Any fault must be apparent in the first 6 months of ownership; the retailer’s legal liability is for 6 years (in England). The Act does not apply to the manufacturer. After 6 years is up, they can ignore your letters etc, within 6 years, they have a legal obligation to respond to your claims (including rejecting a claim) , but that is not the same as saying everything must last 6 years. The law recognises, for instance, a cheap heavily used washing machine will not last as long as an expensive, occasionally used washing machine. If the fault becomes apparent only after 6 months, its up to you to prove it wasn’t due to wear and tear. The Act does not provide a 6 year guarantee. Extended warranties and the like provide you with additional redress, and are not instead of your statutory rights. They may, in effect, extend the period where its up to the retailer to prove it was your fault, from 6 months to say, 2 years.
Cars are not excluded, but given the abuse they take, the older the car, the harder it is for you to prove the fault wasn’t due to misuse, or that the fault wasn’t inherent at the time of manufacture (ie, was the car rusting when it left Hiroshima).
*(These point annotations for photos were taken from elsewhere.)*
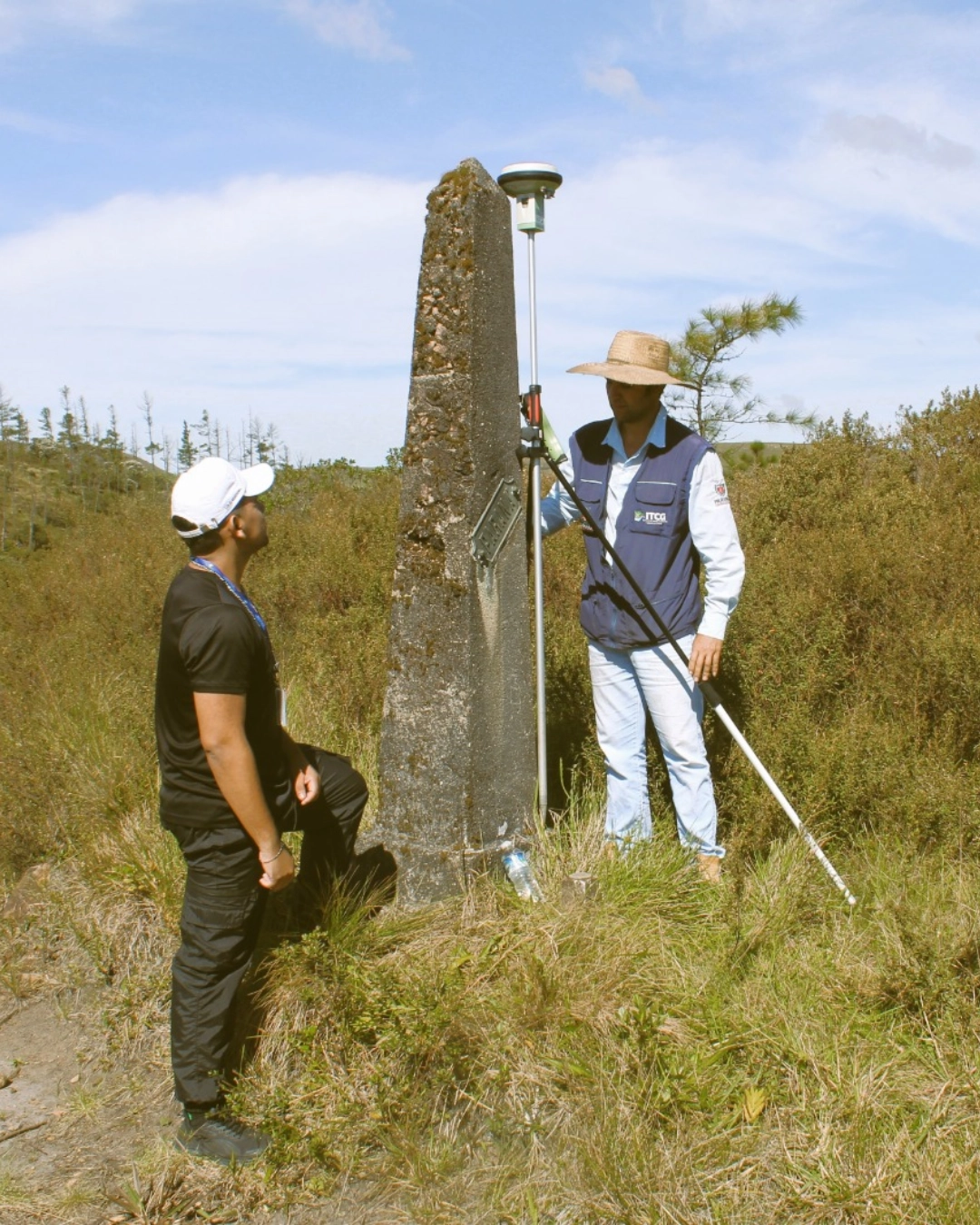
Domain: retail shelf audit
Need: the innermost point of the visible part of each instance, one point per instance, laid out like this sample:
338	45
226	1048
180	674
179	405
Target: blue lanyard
235	591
Yes it certainly works and we had a £1000 repair done free of charge out of normal warranty (4 years old) when the garage agreed the part which had failed must have been fitted wrongly during assembly at the factory.
As I understand it, for the first 6 months the onus is on the seller to show the goods were satisfactory and to show the customer was at fault if the goods failed. After that the onus is on the customer to show the goods were not suitable which we were able to do by pointing out that the whole dash needed to come out if it was our fault!
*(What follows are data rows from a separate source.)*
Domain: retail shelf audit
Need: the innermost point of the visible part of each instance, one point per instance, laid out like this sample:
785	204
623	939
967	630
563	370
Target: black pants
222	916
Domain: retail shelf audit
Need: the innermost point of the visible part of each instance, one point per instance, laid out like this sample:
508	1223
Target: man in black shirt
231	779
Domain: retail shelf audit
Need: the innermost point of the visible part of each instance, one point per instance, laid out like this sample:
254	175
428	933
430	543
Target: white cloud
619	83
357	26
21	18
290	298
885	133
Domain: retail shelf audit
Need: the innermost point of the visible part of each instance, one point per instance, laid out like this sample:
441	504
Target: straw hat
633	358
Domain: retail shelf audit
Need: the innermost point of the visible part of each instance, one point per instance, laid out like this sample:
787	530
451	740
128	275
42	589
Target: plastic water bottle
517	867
We had a claim a few years ago with a pair of leather settees. One had developed faults in the covering leading to what looked like splits appearing on one arm and a fixed cushion at 22 months old. We had a 12 month warranty period which had obviously expired but after a bit of research we found that this rule that the goods must be of serviceable quality when supplied by the seller and you have a right to a claim for up to 6 years. It became apparent that the faults were already in the leather at the manufacturing processing. We had a leather furniture specialist examine the settees and he gave us a written report which stated the faults at manufacture. It was up to us to prove that the faults in leather were not our doing through miss use, which the report confirmed.
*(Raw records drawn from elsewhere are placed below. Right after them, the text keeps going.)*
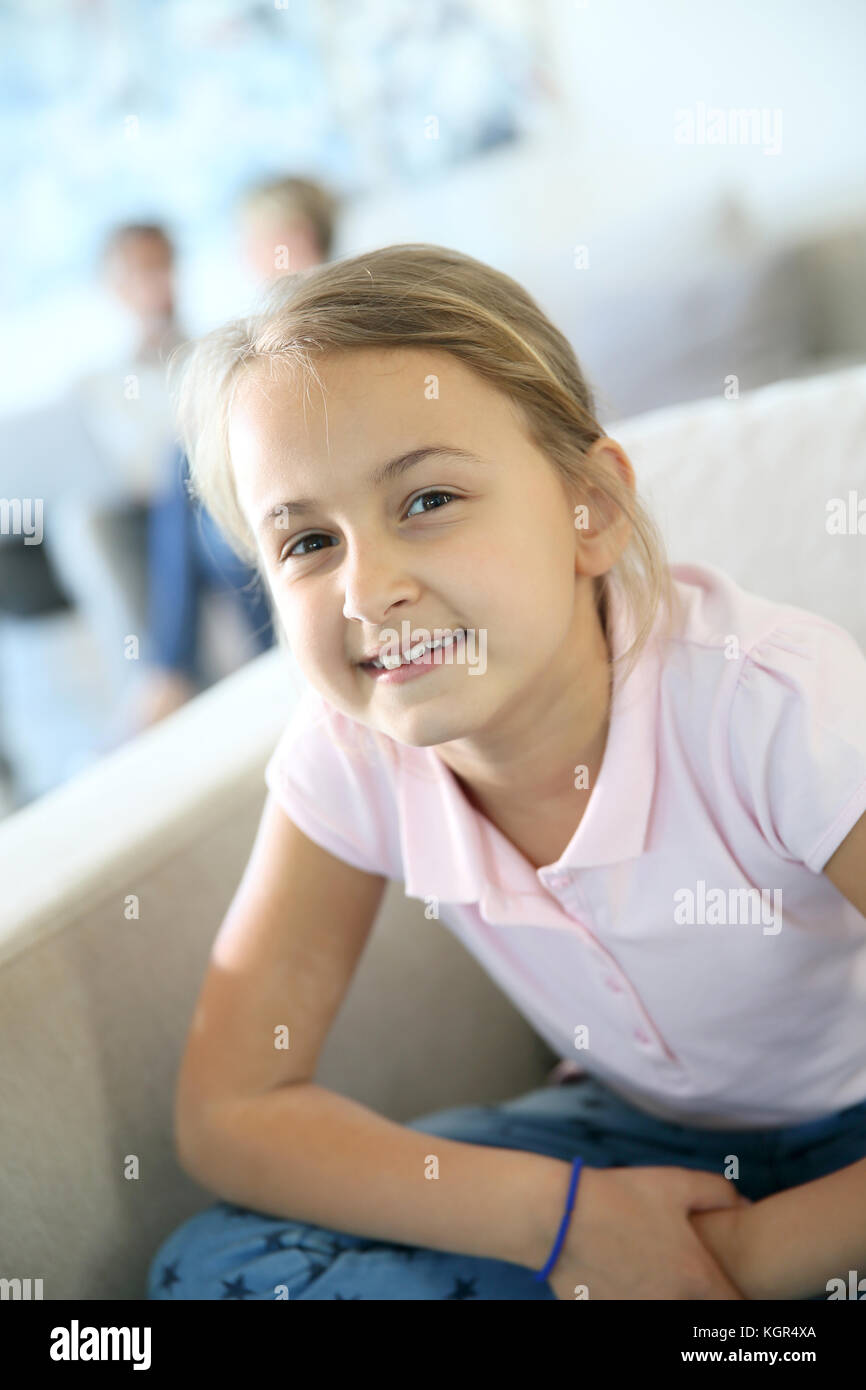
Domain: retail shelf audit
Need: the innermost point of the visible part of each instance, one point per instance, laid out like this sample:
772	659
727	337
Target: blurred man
285	225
Before we got a specialist involved the sellers were trying to wriggle out of any claim by us of the faults, actually saying we may not be using them correctly. I mean all we were doing was sitting on them, I wonder what they meant???..hmm. They agreed on a repair at first but having spoken to the specialist again he agreed that the repair would look odd, new leather against 22 month old leather, so they agreed to replace the whole settee. After a few weeks we took delivery of not one but two new leather settees. When I enquired why two replacements had arrived they said their head office department had been onto them to order the two instead of just the single one. That letter of complaint to HQ must have worked, which I wrote separately when I had received a very slow response initially from their local branch. We also got our money back for the bill for the specialist report.